EFSA did not request any tests for health risks resulting from plants with this specific combination of gene sequences. It relied essentially upon the previous testing of the maize lines used to produce Smartstax, all of which had undergone separate assessment and had individual approval. Testbiotech believes that the EFSA’s opinion is unacceptable: It is known that insecticidal Bt proteins can show largely enhanced toxicity when they are combined with each other or come into contact with other co-factors.
Christoph Then of Testbiotech warns that, “More and more plants are being grown that have more than one technically derived gene function. EFSA generally favours market authorisation of these plants with 'stacked events', without actually investigating the plants with the specific gene combination for potential health effects. The EU regulated market is at risk of being flooded with genetically engineered plants that have never been tested for health risks”.

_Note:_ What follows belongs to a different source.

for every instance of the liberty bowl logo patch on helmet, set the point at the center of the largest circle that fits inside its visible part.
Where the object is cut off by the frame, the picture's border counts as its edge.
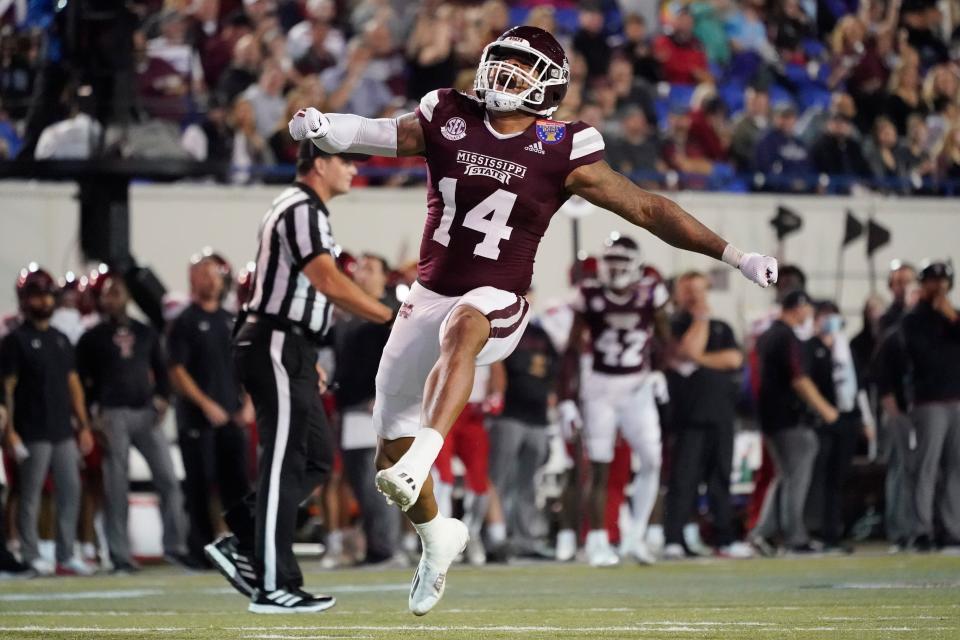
(455, 129)
(551, 132)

Testbiotech believes that plants with stacked events must be checked thoroughly for health risks because combinatorial effects cannot be predicted simply by assessing the individual compounds. In addition to the six insecticidal toxins produced by SmartStax, residues from the two herbicides that can be used on the plants have to be taken into account. However, EFSA did not request specific health tests, and was satisfied with a 42 day feeding trial with broiler chickens, testing only the nutritional quality of SmartStax. Testbiotech urges the EU Commission and the EU member states to reject the opinion of EFSA and push for a higher standard in risk assessment.

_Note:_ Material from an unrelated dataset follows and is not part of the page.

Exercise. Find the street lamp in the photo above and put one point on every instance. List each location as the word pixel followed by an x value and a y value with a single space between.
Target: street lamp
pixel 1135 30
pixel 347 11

A recent GMO panel statement shows the extent to which the EFSA´s opinions lack scientific scrutiny and credibility: A report of Testbiotech in April 2010 describes some serious deficiencies in the EFSA´s risk assessment of maize 1507. The EU Commission asked EFSA to review the arguments provided by Testbiotech. In its recent statement, EFSA is eager to defend its previous opinions but fails to address some the most relevant points such as adverse effects in relevant test organism. Maize 1507 is one of those plants being used in the production of SmartStax.